14- Nyu, Akame Ga Kill ve Gerçekten Duygusal Jeongguk.

10.5K 1.4K 269
                                    

"Ya! Bunları konuşmak istemiyorum anne. Bebeklerim nasıl?" Taehyung'a kahve hazırlamak için mutfağa girdiğim sıra telefonum çalmaya başladı ve bu kalçamı tezgaha yaslayıp yanıtladığım çağrı sonucu annemle saçma konulardan konuşmama sebep oldu.

"Nyu ishal oldu, onun dışında her şey bıraktığın gibi-Ah, bir de Gümüş'ün tüyleri biraz azalmış olabilir. Tanrım, çok tüy dökmeye başladı ve onu tıraş ettirdik." Annem sıkıntılı bir sesle söylediğinde dudaklarımın üzüntüyle büzülmesine engel olamadım. Demek Nyu ishal olmuştu. Benim güzel kızım!

"Onlara iyi bak anne." Üzerimdeki sarı tişörte yüzümü buruşturdum. Bu çikolata lekesi nereden gelmişti şimdi? Raftan yeşil bir fincan çıkardığım sıra telefonu çenemle kulağıma yaslamış, annemin "Minho senden 6,5 yaş büyük Jeongguk." demesini dinlemiştim.

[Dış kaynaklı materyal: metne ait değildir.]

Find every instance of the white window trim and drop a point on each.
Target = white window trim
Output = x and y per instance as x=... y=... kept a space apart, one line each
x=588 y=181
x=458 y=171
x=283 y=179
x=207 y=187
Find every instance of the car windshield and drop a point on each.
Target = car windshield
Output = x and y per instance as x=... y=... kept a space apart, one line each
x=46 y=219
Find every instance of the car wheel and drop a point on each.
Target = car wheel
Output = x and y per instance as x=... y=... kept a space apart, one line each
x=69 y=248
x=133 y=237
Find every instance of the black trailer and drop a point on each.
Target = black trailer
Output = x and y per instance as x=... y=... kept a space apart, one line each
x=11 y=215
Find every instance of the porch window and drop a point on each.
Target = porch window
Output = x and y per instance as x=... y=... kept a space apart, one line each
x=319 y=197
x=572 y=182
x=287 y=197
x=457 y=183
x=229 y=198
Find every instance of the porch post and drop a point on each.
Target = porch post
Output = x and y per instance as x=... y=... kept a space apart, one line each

Minho bizim evin en yaşlı üyesiydi. Eh, annemden sonra.

"Peki peki," Kaynayan suyu fincana boşaltıyordum, "Senden iyi kimse bakamaz çocuklarına, evet. Bunu dinlemeyi isterdim biliyorsun ama-İşim var. Şimdi kapatmalıyım." Çay kaşığıyla fincanın içindeki sıvıyı karıştırırken mırıldandığımda annem cin bir sesle konuşmaya başladı, "Ee, var mı hayatında birileri? Bana bunlardan hiç bahsetmiyorsun." Alt dudağım kısa bir süreliğine içe katlanırken anneme ne demem gerektiğini bilmiyordum. Hayatımda birisi yoktu. Taehyung'tan etkileniyor olsam da beraber... Değildik. Ve, evet-Annem bunu bilse de bir erkekten hoşlanmamı tuhaf karşılamazdı.

Sessiz kalmama karşın garip bir tınıyla, "Bu kadar sessiz kaldığına göre..." Demesi hafifçe gülümsememe rağmen göz devirmemi sağlarken, "Ah, hadi," dedim, "Kapatıyorum. Güle güle!" Vedalaştıktan sonra telefonu kapayıp cebime sıkıştırdım ve elime aldığım sıcak fincanla beraber salona geri döndüm. Taehyung'un ayağı yüzünden yalnızca yattığı için pek bir şey yapamıyordu. Bu yüzden evini -bana çokça itiraz etse de- üstten toplamış, azıcık da çorba yapmıştım daha sonra içmesi için.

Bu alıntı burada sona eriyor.